Jan 12, 2020

'Free game for cults': hotline disappears despite record number of phone calls

The farm in Ruinerwold. © ANP
Sects are in danger of disappearing under the radar. While the number of reports from concerned family members of potential victims rose to a record high last year, the Sektes signal reporting point disappeared. "This is absurd. Politics must stop looking away, "says professor Fokko Oldenhuis.

Sander van Mersbergen
January 6, 2020

[Google Translation]

Last year, 103 worried phone calls arrived at SektesIGN, which belonged to the same organization as Meld Misdaad Anoniem. That is a lot more than the years before, when serious reports were made every year between the sixties and eighties.

A striking number of phone calls were about mindfulness and happiness courses, which eventually degenerated into sexual and / or financial abuse of the participants. This often concerns women around 30, says Karin Krijnen, spokesperson for the organization that has since disappeared.

The task of Sektes signal was to bring serious signals to the attention of the right authorities. The hotline ceased to exist on 1 January, because the House of Representatives decided a few years ago to stop the subsidy. There will be no successor.

Just last year and in 2018, however, many  alarming signals about possible cults surfaced  . Such as ayahuasca healings in  Eersel  and  IJzendijke , where two people died. Reports of this kind of healings were regularly received by Sektesignal. A father was also found in Ruinerwold in Drenthe who had lived with his children for years in the basement of a farm. This  Gerrit Jan van D.  built a secret 'spiritual center' there.

To care

Experts are therefore worried. "You need an agency that monitors these kinds of movements, and rings the bell if things go wrong," says Fokko Oldenhuis, honorary professor of Religion and Law in Groningen. ,, It is absurd that there is no longer a hotline. Such an organization should actually play a greater role. Politics must take measures and stop looking away. "

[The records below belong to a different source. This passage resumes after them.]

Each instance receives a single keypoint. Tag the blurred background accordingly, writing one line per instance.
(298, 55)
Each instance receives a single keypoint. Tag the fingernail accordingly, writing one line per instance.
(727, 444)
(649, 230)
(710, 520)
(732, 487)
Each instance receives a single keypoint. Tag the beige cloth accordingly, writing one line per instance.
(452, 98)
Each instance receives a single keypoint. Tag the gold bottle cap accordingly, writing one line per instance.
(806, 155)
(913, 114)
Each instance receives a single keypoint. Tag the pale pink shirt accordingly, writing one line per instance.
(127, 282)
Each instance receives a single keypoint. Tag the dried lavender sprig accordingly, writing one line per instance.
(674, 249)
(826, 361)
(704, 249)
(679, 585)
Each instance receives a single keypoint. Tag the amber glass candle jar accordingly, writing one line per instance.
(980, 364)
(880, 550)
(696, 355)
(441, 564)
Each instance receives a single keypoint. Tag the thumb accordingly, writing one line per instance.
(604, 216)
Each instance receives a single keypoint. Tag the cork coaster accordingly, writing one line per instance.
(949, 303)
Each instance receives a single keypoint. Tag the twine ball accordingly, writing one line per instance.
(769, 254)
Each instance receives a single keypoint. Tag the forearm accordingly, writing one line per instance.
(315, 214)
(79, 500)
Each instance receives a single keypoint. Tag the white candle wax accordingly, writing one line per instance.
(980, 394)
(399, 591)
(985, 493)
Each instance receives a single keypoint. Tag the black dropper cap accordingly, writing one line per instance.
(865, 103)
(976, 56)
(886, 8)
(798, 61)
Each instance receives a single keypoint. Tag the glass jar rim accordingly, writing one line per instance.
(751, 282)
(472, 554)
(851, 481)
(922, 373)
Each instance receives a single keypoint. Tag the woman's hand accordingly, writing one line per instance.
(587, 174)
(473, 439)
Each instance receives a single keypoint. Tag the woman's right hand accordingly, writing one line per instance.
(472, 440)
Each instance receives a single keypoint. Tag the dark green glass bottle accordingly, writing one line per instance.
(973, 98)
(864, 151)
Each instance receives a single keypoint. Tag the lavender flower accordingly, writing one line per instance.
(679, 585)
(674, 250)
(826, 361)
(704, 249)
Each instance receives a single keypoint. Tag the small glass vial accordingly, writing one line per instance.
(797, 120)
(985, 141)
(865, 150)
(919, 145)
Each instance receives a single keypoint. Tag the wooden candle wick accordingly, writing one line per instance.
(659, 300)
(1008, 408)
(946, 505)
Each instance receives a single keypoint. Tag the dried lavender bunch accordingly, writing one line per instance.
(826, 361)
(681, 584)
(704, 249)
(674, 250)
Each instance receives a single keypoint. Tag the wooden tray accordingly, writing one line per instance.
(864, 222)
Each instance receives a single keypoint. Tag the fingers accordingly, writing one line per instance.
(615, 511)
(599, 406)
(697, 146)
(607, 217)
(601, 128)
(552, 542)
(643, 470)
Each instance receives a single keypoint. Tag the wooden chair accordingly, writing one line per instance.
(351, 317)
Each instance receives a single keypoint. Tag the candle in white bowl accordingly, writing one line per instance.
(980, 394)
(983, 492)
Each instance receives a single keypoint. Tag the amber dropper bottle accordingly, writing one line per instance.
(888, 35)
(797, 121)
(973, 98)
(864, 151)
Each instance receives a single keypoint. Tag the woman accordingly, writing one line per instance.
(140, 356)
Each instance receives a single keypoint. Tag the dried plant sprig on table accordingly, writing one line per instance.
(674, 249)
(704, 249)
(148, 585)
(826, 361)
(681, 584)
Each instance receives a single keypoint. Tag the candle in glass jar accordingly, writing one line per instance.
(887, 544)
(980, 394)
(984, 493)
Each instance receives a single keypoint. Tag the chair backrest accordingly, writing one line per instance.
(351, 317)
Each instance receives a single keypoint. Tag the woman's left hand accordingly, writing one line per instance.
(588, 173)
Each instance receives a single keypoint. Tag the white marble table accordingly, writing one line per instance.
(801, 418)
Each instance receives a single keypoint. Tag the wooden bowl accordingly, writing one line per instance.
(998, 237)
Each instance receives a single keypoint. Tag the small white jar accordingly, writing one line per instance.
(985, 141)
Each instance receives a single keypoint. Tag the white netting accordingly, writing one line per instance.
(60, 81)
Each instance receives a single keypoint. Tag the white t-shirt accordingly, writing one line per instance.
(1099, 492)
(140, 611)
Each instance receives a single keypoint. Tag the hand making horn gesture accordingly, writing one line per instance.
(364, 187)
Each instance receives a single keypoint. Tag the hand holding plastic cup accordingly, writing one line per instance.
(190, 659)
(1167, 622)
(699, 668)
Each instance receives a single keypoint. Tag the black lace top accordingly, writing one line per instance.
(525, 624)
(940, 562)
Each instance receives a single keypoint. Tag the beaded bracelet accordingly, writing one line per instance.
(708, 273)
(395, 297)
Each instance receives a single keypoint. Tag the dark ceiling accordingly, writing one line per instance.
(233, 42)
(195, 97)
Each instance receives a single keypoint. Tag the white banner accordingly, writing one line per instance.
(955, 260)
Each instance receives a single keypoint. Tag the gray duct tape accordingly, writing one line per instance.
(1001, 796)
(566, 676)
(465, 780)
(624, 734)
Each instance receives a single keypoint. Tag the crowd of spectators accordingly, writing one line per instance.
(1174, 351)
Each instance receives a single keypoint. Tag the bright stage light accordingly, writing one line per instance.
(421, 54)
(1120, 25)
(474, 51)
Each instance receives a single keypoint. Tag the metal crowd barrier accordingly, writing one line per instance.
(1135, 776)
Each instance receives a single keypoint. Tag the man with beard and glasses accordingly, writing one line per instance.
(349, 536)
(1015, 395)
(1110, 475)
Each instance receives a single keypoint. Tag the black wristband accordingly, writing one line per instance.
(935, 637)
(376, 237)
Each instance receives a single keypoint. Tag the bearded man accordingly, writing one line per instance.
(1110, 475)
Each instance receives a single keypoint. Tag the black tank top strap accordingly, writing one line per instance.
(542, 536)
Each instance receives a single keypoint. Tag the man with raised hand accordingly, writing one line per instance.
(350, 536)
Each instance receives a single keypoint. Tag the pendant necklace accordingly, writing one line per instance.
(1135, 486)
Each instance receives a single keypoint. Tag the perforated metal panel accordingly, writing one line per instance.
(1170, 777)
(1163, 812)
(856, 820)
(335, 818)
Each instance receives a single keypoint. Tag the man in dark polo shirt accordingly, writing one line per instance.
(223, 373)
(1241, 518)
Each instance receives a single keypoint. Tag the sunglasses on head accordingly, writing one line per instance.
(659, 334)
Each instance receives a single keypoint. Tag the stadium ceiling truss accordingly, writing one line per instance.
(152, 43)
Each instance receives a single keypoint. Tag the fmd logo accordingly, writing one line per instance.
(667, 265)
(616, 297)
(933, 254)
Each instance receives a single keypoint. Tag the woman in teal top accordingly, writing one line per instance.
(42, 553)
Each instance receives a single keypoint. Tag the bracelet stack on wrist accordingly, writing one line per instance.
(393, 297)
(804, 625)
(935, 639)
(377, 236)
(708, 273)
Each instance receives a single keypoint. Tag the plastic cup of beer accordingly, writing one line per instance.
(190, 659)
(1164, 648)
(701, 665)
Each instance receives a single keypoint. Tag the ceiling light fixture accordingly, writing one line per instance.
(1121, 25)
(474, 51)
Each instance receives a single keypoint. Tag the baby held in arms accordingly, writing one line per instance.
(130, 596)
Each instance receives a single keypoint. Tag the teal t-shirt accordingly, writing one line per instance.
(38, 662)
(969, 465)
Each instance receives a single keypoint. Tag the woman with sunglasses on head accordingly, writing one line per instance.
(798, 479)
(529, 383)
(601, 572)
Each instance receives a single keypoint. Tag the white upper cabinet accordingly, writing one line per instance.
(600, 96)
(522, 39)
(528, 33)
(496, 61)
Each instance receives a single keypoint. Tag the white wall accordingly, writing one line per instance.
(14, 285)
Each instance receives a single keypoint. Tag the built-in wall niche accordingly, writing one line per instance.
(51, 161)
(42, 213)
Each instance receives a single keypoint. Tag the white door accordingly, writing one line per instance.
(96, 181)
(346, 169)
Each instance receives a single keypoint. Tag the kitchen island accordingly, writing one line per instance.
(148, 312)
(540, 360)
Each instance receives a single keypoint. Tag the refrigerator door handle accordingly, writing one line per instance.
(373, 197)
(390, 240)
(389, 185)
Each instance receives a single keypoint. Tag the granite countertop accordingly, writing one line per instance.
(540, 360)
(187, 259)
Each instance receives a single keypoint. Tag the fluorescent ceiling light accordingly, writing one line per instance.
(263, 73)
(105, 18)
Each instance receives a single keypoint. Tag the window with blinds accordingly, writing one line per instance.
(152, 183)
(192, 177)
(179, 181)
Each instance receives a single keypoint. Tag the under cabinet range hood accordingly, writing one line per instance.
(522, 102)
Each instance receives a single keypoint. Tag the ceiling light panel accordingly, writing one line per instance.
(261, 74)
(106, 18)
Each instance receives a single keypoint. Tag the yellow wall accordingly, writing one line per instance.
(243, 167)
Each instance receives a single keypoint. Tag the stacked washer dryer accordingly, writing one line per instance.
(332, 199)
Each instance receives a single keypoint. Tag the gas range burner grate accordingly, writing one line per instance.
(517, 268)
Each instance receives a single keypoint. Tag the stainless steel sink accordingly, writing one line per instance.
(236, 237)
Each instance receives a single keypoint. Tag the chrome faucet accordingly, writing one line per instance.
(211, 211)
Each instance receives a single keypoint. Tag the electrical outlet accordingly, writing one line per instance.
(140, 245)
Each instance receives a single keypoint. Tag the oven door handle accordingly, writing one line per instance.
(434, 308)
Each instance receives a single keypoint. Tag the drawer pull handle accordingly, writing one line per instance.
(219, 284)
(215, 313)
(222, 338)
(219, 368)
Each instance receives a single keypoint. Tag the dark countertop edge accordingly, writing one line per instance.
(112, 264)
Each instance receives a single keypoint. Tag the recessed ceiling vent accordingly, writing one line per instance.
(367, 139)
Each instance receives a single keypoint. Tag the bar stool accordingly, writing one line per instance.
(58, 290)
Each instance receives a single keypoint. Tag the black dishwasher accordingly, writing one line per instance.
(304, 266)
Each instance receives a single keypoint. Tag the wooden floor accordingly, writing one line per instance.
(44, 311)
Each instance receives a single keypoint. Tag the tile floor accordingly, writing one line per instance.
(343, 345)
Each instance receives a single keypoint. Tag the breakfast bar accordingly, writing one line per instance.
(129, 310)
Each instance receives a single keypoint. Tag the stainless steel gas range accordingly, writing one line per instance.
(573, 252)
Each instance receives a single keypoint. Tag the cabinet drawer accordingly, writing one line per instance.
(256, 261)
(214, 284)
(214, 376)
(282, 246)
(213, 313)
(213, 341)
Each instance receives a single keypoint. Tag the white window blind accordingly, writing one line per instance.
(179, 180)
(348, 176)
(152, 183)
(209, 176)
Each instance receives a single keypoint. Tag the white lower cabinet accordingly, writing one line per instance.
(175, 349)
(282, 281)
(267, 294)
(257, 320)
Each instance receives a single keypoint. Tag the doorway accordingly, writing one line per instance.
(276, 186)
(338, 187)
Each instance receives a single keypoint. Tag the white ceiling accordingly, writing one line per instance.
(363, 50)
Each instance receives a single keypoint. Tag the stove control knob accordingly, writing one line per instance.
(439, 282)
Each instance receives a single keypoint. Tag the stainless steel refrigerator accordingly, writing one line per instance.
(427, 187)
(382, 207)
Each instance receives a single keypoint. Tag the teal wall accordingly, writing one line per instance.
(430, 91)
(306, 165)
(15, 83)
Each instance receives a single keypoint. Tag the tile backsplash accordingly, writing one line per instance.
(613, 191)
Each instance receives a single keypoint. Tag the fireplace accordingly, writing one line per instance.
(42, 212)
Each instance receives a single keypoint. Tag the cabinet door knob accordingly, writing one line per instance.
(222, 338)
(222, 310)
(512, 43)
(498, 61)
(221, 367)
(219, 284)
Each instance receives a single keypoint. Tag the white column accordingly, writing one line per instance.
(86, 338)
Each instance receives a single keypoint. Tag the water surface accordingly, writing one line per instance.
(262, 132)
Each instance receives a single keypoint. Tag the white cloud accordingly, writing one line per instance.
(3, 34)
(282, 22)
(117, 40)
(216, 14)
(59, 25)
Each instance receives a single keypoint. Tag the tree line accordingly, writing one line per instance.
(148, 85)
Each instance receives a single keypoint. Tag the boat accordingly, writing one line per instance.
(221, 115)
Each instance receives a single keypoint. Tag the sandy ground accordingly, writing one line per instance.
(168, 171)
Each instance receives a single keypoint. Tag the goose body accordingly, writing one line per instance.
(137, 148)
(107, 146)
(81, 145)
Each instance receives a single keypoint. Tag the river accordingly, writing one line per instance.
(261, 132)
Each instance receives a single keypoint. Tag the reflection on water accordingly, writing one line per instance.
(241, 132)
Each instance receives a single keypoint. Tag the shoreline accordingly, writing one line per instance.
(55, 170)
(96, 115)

Victims of sects and their relatives now have access to, for example, the police. "But if you report that people are isolated or that we think they are in control, they can't do much with that," says Krijnen. "An abuse is something other than an offense."

In order to ensure that the knowledge gained does not disappear completely, the hotline transfers a list of over 150 possible sects, including information about leaders, victims and the nature of the movement, to the Ministry of Justice and Security.

In a response, the ministry reports that the disappearance of the reporting point can be accommodated. "The files from Sektesignal show that the current set of instruments of the police, enforcers and supervisors is sufficient to effectively deal with abuses within sects."